# Spiele für den DVD Player



## Rex (25. Sep 2006)

Liebe Freunde,

ich möchte mich gerne mal an einem Spiel für einen normalen DVD-Player versuchen.
a) In welcher Programmiersprache schreibt man sowas? - Java M E?
b) Welche aditionalen Tools für das spätere Authoring und Brennen einer solchen Disc werden benötigt?
c) Welche Limitationen sind für solche Spiele bekannt (3D möglich?, Muss alles vorgerendert sein?, Perfomance, Input...)


Vielen Dank!
MFG
Rex


----------



## LoN_Nemesis (25. Sep 2006)

Auf die Gefahr hin mich total lächerlich zu machen: Meistens sind so Spiele für DVD Player doch nur so Quizspiele, welches einfach clever ineinander verschachtelte Menüs sind.
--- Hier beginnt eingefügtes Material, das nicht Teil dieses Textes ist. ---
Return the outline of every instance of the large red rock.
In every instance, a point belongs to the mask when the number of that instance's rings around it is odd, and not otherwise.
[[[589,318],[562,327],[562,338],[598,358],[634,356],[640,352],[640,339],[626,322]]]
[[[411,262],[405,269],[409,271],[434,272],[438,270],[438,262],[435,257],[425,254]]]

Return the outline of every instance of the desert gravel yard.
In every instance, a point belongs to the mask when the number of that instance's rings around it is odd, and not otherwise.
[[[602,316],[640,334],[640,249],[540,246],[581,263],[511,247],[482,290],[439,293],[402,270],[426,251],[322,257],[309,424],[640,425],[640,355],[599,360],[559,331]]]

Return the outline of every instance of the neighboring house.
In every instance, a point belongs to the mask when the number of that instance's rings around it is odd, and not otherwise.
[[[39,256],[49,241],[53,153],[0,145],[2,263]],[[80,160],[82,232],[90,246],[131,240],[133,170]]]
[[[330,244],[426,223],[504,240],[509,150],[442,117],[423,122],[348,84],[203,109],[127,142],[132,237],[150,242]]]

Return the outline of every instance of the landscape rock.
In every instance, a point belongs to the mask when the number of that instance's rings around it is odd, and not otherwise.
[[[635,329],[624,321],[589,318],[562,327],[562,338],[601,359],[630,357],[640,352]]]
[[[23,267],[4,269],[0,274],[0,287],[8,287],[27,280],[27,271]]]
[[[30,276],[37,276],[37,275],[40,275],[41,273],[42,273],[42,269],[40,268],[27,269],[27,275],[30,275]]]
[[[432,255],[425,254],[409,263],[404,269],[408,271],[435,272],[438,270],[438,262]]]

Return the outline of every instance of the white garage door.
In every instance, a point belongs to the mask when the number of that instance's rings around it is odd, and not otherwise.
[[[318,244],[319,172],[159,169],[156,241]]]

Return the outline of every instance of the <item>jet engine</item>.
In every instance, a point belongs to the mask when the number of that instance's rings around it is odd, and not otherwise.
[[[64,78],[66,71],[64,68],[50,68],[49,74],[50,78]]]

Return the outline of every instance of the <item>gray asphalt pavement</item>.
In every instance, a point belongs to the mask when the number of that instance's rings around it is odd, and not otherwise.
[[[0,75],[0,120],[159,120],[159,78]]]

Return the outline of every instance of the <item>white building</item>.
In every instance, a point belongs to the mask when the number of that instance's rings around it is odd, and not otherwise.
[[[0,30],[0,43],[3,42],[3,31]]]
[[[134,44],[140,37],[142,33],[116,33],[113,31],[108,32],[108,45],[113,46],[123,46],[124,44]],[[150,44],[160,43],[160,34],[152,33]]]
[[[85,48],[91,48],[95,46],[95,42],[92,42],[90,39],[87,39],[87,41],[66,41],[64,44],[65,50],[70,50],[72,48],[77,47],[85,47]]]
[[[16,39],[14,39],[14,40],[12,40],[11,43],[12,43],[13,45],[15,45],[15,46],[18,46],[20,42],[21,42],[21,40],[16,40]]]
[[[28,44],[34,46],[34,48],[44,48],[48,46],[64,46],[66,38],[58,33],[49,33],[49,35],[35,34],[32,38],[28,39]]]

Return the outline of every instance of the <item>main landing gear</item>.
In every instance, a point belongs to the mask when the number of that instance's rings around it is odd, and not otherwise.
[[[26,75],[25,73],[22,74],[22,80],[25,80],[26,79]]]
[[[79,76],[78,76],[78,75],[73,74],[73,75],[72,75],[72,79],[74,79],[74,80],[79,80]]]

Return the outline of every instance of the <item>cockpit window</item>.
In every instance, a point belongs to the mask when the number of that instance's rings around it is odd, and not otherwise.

Vielleicht kann man irgendwie eine Zufallskompenente hereinbringen, aber ich glaube nicht, dass in jedem DVD Player ein Java-fähiger Prozessor steckt. Und eine 3D Engine kannst du garantiert gleich ganz vergessen, es muss natürlich alles vorgerendert sein.


----------



## Rex (25. Sep 2006)

Schade, ich dachte, man kann ganze Spiele einfach so dafür machen...

MFG
Rex


----------



## 0xdeadbeef (25. Sep 2006)

Im BlueRay-Standard ist eine Art J2ME definiert. Normale DVD-Player sind aber in keiner Weise dazu geeignet, Java-Bytecode auszuführen. Im DVD-Standard ist lediglich eine primitive ASM-ähnliche Mini-SKriptsprache definiert, mit der man auf Buttons reagieren und zu Kapiteln und dergleichen springen kann. Keine Chance, damit ein normales Simpelprogramm hinzubekommen. Möglichkeiten zur direkten Ausgabe von Text oder Grafik bestehen eh nicht.


----------



## Rex (5. Okt 2006)

Dann... dann frage ich mich, WIE dass funktionieren kann:
http://www.gameworld.de/artikel/system/dvd_player_spiel/productId/234456/spiel/mahjong.htm

MFG
Rex


----------



## LoN_Nemesis (5. Okt 2006)

Wie gesagt, es gibt eine sehr einfache Scriptsprache, die es wohl erlaubt Zufallszahlen erzeugen zu lassen. Es gibt auch "Wer wird Millionär" und andere Quizspiele, da kommen auch nicht immer die gleichen Fragen nacheinander. Aber ansonsten geht nicht viel. Mahjong sind ja im Grunde auch nur Schaltflächen die man anklickt, dort muss nichts berechnet werden oder so. Man kann es einfach als etwas aufwendigeres Menü sehen.


----------



## 0xdeadbeef (6. Okt 2006)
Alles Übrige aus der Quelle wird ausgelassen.